The scene before the Apostle’s mind was evidently that of a Roman triumph. The advent and the presence of the victorious general were announced by slaves scattering sweet odours all along the historic way that ended at the Capitol. The victor was followed by a multitude of captives, some destined to life, others to death. On reaching the Capitol those doomed to death were slain; those assured of life, liberated. The glory of the conqueror was published by the condemnation of the one group and by the liberation of the other.

The odour of the incense was a savour of death to the captives condemned to death, and of life to the captives ordained to life. The glory of Christ is the subject and purpose of the Gospel. It announces everlasting destruction to those who refuse to obey it (2 Thessalonians 1:8-9) but eternal salvation to those who accept it (1 Thessalonians 5:9). A Gospel that excludes either of these doctrines is a false Gospel—it is not a sweet savour of Christ to God—and it does not glorify, but, on the contrary, it dishonours Him. — Williams, page 898.

Who is sufficient? (v.16) — Not that we are sufficient of ourselves to think of anything as being from ourselves, but our sufficiency is from God, who also made us sufficient as ministers of the new covenant, not of the letter but of the Spirit; for the letter kills, but the Spirit gives life (2 Corinthians 3:5-6).

sufficient (v.16) = sufficiently strong, worthy, suitable

of sincerity (v.17) — 2 Corinthians 1:12

“For we,” [Paul] says, “are unto God a sweet savor of Christ, i.e., when we proclaim the good news about Christ, it is like a sweet fragrance to God; He is pleased.

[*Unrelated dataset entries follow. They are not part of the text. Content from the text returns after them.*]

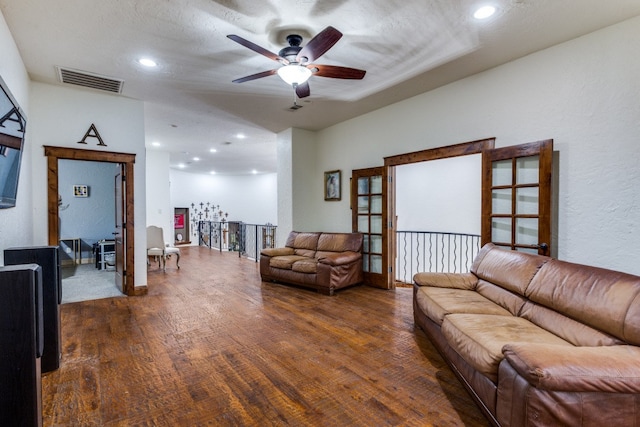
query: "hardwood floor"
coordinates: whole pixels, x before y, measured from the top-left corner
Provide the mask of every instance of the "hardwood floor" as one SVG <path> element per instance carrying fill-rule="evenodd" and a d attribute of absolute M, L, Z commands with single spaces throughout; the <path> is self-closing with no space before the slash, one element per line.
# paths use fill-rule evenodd
<path fill-rule="evenodd" d="M 421 330 L 410 288 L 329 297 L 182 247 L 145 296 L 62 306 L 45 426 L 482 426 Z"/>

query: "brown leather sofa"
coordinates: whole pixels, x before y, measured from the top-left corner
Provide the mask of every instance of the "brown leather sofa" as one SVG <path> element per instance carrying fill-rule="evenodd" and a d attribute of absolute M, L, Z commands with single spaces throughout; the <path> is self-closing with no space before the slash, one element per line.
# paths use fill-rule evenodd
<path fill-rule="evenodd" d="M 333 295 L 362 282 L 362 239 L 360 233 L 292 231 L 285 247 L 260 252 L 260 276 Z"/>
<path fill-rule="evenodd" d="M 488 244 L 413 308 L 494 425 L 640 425 L 640 277 Z"/>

And, says the apostle, this applies whether we preach Christ to those who are saved or to those who perish. God is vindicated in either case. Our success or failure, i.e., the results of our preaching, in no wise affect the fact that we are always victorious if we preach Christ in truth. It is not success, but faithfulness that pleases God.

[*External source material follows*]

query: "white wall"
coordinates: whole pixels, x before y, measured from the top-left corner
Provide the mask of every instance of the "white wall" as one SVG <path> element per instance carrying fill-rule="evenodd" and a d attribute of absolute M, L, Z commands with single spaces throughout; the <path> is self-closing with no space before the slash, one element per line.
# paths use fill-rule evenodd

But note: It is not merely the mention of Christ that pleases the Father, but the proclamation of the blessed truth that He died for our sins and arose again as our living Savior. This is clearly stated in Ephesians 5:2: “… Christ also hath loved us and hath given Himself for us an offering and a sacrifice to God for a sweet-smelling savor.” — Stam, page 55-56.


Is the apostle asking who is “sufficient” to comprehend these things? By no means. He asks, rather, who is equal to such responsibilities. What manner of preacher ought he to be who preaches a gospel that may determine the eternal destiny of some of his hearers, indeed, that may prove fatal to some who come in contact with it?

Surely Paul did not consider himself “sufficient for these things.” In the very next chapter, verse 5, he says: “Not that we are sufficient of ourselves to think anything of ourselves; but our sufficiency is of God.” — Stam, page 57


The Greek kapeluontes means literally “making gain by corrupting,” and is rendered variously as “peddling an adulterated message,” “bartering the Word of God,” “trying to make a petty profit out of the Word of God,” “a peddler of God’s message,” and (mostly), “corrupting the Word of God.” It appears evident that the word came to be used of the tricks used by petty peddlers or hucksters to sell their goods, and thus of any corruption for base gain.

Paul was by no means a petty peddler of the Word, “but as of sincerity, but as of God in the sight of God,” he says, “speak we in Christ.” And, certainly, his message was not cheap. — Stamp, page 58.